End-user uploads is flexible and allows people to drop in small documents (like a resume) and large documents (like a 500-page book). The pickaxe can handle both cases. It will read the entirety of small documents and turn large documents into vector embeddings. The way end-user uploads functions actually allows both situations.

Here’s a rundown of how it works:

  • The end-user upload process always looks the maximum input length setting of a Pickaxe. The owner can set this to be 500 tokens or 50,000 tokens.

  • Then it looks at the size of the document. This could be 300 tokens, 30,000 tokens, or 3,000,000 tokens.

  • If the document fits into size of the maximum input length, then the system dumps the entire document’s content into the conversation. No vector embeddings.

  • If the document does not fit into the size of the maximum input length, it’s turned into vector embeddings and accessed via a RAG system.
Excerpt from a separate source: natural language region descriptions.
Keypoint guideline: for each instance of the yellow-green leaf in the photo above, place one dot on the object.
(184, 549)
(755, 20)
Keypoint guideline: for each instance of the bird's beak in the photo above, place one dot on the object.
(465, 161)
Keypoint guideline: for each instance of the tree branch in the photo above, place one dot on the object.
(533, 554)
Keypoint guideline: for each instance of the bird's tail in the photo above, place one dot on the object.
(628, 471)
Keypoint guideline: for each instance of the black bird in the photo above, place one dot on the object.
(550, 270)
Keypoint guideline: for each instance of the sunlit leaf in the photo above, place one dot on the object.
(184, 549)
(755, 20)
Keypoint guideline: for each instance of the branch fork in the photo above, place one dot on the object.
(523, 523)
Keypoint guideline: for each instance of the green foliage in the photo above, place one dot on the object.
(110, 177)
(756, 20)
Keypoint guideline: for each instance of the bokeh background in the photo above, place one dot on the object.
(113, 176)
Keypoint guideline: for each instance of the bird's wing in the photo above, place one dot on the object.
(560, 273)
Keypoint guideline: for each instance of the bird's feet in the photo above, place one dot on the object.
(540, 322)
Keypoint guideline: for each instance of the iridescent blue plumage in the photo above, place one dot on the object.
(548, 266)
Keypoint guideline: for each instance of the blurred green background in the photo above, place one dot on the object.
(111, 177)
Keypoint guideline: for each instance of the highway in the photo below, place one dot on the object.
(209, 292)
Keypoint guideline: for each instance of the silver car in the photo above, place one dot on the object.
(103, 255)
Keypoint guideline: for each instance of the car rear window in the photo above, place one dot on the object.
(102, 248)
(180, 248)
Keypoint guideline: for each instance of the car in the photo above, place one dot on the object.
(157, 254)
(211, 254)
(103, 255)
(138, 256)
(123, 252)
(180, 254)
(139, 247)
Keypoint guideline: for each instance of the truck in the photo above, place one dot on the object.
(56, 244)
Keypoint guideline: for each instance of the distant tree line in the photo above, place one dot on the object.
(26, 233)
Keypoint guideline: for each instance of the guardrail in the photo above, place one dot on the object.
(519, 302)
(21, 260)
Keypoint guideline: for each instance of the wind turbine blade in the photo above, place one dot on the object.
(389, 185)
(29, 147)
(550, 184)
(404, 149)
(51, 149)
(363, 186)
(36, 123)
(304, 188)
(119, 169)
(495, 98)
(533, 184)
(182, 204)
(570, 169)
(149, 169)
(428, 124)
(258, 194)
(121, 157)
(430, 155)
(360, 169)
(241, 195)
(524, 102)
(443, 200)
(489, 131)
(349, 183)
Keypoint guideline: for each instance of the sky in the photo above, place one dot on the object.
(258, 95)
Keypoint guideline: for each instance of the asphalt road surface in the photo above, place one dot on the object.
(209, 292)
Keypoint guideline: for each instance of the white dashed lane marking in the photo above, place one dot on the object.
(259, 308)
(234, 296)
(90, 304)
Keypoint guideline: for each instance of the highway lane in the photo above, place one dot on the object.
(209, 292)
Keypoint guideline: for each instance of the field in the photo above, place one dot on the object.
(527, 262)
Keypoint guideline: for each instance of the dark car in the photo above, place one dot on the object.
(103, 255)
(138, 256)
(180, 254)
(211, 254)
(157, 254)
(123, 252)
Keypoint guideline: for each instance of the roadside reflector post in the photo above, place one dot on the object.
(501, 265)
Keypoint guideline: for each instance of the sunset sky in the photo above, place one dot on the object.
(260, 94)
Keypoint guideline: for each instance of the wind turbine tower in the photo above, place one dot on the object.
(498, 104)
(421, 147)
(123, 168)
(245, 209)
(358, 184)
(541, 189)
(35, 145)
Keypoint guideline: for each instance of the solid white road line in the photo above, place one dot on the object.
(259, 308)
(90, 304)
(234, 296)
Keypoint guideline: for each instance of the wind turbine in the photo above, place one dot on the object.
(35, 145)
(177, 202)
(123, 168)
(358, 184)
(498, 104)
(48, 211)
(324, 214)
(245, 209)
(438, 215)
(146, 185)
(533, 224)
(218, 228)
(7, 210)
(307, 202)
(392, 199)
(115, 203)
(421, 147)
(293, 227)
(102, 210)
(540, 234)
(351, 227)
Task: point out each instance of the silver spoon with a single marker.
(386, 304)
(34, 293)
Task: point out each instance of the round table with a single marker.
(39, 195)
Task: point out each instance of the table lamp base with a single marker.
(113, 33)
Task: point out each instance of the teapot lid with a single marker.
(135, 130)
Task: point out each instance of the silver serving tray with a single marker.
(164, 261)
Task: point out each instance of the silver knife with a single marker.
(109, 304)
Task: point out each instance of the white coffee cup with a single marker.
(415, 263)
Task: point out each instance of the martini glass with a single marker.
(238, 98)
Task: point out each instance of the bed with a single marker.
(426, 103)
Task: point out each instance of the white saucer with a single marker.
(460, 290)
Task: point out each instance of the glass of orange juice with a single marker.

The takeaway for Pickaxe users is you can select which process you prefer based on your use case by increasing the the size of the maximum input length.

2 Likes

My form-based tool let’s end users upload multiple files for analysis. However, the results appear to be analyzing only one of the uploaded files (vs. all of them). Is this a bug? Do I need to update my instructions to say upload only one file?

On Forms, end-users should only be able to upload one file. When they upload a new file it should replace the existing file. I have investigated your issue and found it is a bug. I will fix it.

1 Like